Fürstin Charlène zeigt ihr wahres Ich

Der Undercut der Olympionikin ist längst nur eine der vielen Veränderungen, die Charlène 2021 in meinen Augen durchlebt hat und ihre glückliche Ader offenlegen. Südafrika erweckt in ihr Seiten, die in Monaco keinen Raum einnehmen dürfen. Genau diese Beobachtung, die auch Expert:innen der Körpersprache längst erkannt haben, beweisen mir persönlich, dass Fürstin Charlène dauerhaft in Südafrika bleiben sollte. "Sie sieht vollkommen glücklich und mit sich selbst im Reinen aus. Sie sieht aus, als hätte sie wirklich gefunden, wer sie als Person ist", erklärte Psychologin Dr. Becky Spelman nachdem Bilder der 42-Jährigen aus Südafrika publik wurden.  

Und wieder kommen mir bei diesen Worten Harry und Meghan in den Sinn. Die plötzlich Freiheiten in den USA haben, die ihnen vorher nicht zustanden.
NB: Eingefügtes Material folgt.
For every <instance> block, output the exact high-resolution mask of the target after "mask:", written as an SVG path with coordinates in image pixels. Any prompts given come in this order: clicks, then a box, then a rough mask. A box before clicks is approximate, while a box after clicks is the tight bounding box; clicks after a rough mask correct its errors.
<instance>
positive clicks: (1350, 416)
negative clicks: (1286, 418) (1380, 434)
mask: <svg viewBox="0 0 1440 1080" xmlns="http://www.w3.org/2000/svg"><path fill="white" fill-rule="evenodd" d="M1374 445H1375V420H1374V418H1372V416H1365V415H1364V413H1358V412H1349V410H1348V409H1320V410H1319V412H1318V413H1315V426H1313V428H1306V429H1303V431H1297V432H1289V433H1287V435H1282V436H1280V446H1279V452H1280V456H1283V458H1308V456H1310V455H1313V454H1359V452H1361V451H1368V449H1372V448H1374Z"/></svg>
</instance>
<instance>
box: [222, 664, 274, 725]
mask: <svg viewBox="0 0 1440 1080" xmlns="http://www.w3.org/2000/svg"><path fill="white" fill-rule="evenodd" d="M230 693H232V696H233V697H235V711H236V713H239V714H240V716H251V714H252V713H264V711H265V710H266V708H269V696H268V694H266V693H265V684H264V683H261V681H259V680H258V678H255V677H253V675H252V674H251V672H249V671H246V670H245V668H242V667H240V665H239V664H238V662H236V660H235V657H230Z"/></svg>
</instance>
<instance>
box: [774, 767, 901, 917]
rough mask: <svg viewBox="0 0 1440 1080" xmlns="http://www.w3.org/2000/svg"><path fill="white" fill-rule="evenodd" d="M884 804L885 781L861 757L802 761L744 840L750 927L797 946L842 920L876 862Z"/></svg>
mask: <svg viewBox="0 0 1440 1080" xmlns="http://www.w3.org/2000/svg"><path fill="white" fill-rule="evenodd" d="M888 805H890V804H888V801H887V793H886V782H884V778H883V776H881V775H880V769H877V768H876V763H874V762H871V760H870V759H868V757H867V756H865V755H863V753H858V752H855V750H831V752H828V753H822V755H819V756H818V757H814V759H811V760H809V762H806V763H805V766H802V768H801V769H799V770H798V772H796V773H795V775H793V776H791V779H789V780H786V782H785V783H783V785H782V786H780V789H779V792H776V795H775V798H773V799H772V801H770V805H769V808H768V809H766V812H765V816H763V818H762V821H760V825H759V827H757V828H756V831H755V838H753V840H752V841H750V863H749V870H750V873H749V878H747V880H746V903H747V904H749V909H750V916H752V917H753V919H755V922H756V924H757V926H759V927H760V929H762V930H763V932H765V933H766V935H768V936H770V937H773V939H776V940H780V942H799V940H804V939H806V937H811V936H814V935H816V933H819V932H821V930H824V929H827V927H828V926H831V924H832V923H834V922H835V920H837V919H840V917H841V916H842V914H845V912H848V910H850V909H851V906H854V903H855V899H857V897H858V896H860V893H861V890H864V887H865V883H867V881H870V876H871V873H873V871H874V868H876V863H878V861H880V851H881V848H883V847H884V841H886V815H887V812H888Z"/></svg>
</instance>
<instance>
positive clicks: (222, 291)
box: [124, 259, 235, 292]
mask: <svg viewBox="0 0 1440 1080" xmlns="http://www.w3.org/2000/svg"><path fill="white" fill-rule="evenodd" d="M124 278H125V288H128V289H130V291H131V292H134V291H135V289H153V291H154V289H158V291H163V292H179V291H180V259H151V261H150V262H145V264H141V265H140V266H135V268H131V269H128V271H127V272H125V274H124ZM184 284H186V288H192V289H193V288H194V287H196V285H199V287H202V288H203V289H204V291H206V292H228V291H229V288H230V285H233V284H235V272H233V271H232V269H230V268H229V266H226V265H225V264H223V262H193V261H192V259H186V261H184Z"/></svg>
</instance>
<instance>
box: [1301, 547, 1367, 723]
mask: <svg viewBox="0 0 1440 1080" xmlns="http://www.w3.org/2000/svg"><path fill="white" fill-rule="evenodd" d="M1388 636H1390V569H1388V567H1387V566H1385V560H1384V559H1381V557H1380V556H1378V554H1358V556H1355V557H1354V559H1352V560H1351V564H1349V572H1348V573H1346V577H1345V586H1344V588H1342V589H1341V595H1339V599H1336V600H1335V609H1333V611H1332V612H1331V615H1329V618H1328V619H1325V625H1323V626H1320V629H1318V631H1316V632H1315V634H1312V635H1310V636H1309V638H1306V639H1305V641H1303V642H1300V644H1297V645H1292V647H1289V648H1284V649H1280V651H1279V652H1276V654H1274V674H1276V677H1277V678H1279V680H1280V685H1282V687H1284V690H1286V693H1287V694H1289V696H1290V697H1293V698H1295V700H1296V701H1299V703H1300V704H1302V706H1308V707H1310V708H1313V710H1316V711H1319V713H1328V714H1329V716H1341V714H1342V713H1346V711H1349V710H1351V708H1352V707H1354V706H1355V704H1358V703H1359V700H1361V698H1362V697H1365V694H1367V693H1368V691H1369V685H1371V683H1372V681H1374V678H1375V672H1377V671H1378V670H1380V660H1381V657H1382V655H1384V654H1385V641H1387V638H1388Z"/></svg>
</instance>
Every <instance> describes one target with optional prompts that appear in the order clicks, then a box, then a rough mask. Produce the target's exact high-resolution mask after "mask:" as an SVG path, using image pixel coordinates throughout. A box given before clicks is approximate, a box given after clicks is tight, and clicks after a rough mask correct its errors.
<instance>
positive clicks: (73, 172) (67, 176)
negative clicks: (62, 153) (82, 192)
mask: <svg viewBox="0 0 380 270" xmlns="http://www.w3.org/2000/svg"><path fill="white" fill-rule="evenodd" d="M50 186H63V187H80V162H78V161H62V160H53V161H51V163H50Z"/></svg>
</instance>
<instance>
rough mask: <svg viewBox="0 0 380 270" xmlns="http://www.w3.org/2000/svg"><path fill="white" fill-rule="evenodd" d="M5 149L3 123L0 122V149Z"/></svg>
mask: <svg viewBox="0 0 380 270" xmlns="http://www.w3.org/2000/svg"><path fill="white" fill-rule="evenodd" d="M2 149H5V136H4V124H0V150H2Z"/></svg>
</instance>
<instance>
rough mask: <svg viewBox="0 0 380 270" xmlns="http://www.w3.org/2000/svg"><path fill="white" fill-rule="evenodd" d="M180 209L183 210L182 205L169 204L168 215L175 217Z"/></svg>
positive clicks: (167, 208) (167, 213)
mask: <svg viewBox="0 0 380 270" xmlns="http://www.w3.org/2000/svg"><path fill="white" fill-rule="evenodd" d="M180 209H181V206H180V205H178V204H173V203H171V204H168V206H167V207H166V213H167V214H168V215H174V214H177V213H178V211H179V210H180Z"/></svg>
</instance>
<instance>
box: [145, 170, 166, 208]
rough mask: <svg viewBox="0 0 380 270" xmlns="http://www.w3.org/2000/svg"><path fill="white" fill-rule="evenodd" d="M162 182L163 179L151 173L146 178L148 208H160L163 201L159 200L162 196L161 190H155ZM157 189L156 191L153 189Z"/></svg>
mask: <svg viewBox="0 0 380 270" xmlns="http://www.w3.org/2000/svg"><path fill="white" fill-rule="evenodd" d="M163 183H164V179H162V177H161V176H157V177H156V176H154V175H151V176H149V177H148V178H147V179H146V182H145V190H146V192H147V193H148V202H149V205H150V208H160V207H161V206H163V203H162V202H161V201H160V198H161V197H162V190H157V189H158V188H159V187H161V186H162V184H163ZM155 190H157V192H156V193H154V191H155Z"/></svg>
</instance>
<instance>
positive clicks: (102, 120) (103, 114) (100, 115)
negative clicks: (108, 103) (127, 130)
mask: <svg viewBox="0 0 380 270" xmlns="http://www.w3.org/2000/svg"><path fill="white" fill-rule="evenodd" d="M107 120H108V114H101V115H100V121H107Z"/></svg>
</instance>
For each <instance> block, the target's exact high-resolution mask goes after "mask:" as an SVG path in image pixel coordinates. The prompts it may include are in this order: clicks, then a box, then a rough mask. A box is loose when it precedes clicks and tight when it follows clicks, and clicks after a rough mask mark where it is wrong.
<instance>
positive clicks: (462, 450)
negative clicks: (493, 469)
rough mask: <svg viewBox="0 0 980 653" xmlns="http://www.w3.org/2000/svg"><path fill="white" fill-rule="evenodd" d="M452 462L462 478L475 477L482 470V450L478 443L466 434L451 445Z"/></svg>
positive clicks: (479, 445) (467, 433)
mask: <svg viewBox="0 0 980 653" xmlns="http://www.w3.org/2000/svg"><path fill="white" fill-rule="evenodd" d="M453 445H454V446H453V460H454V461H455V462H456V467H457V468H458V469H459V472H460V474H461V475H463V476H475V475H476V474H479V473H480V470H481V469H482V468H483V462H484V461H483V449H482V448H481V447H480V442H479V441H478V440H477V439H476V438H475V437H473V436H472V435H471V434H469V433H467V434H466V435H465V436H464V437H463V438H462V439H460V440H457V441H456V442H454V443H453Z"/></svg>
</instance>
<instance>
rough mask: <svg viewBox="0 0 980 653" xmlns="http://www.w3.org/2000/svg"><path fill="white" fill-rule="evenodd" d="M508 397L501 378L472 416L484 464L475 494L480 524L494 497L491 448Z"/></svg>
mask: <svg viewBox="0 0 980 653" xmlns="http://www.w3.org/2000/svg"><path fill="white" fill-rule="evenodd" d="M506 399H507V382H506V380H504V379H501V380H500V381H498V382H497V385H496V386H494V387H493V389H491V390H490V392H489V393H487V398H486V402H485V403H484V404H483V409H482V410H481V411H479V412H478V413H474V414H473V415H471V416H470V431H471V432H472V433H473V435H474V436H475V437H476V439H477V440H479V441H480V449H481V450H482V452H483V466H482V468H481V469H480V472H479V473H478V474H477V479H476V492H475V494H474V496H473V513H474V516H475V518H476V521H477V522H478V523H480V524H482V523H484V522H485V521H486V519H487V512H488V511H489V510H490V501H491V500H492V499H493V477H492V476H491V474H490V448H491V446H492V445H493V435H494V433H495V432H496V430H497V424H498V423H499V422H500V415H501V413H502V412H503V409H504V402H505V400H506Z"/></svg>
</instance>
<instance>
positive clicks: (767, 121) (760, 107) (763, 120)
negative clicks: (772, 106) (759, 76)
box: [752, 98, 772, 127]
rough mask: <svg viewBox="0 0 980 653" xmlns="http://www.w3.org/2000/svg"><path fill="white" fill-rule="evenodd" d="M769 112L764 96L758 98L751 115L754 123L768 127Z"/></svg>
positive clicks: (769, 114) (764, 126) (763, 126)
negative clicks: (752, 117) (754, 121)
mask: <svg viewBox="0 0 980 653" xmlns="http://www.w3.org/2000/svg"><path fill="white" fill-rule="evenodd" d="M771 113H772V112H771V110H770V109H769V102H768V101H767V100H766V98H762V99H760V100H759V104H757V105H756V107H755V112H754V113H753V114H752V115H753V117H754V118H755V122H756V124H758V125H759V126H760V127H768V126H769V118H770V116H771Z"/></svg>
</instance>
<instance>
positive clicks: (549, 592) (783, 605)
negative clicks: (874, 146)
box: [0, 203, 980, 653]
Eigene Projekte, Engagements und allen voran mehr Privatsphäre. Der Unterschied zwischen Fürstin Charlène und den Sussexes? Für die Monegassin gibt es keine Alternative. Sie ist die Frau des amtierenden Regenten. Ihr Sohn Jacques, 6, ist Erbprinz des Fürstentums. Monaco muss das Zuhause bleiben. Es ist das Land, dass ihre Familie vertritt, dass sie repräsentieren und dem sie sich verpflichtet haben, im Dienste zu stehen. Und dennoch wünsche ich mir bei dem Anblick einer glücklichen Charlène in Südafrika, dass es der zweifachen Mutter ermöglicht werden könnte. Nicht für immer. Nicht ein ganzes Leben lang. Doch es kann wohl niemand leugnen, dass diese drei Monate etwas in der Frau von Fürst Albert ausgelöst haben, dass zehn Jahre in Monaco verborgen blieb.

Und nun stellen Sie sich vor, wie sehr Charlène erblühen würde, wenn ihr in jedem Jahr die Chance geboten würde, einen längeren Zeitraum in ihrer Heimat zu verbringen. Vielleicht würde sich das Lächeln ausbreiten. Der traurige Schimmer in ihren Augen verschwinden. Das trübsinnige Bild, das ich von der Fürstin von Monaco habe, könnte langsam aufklaren und die Frau zum Vorschein bringen, die sie immer war und nur nicht zeigen konnte.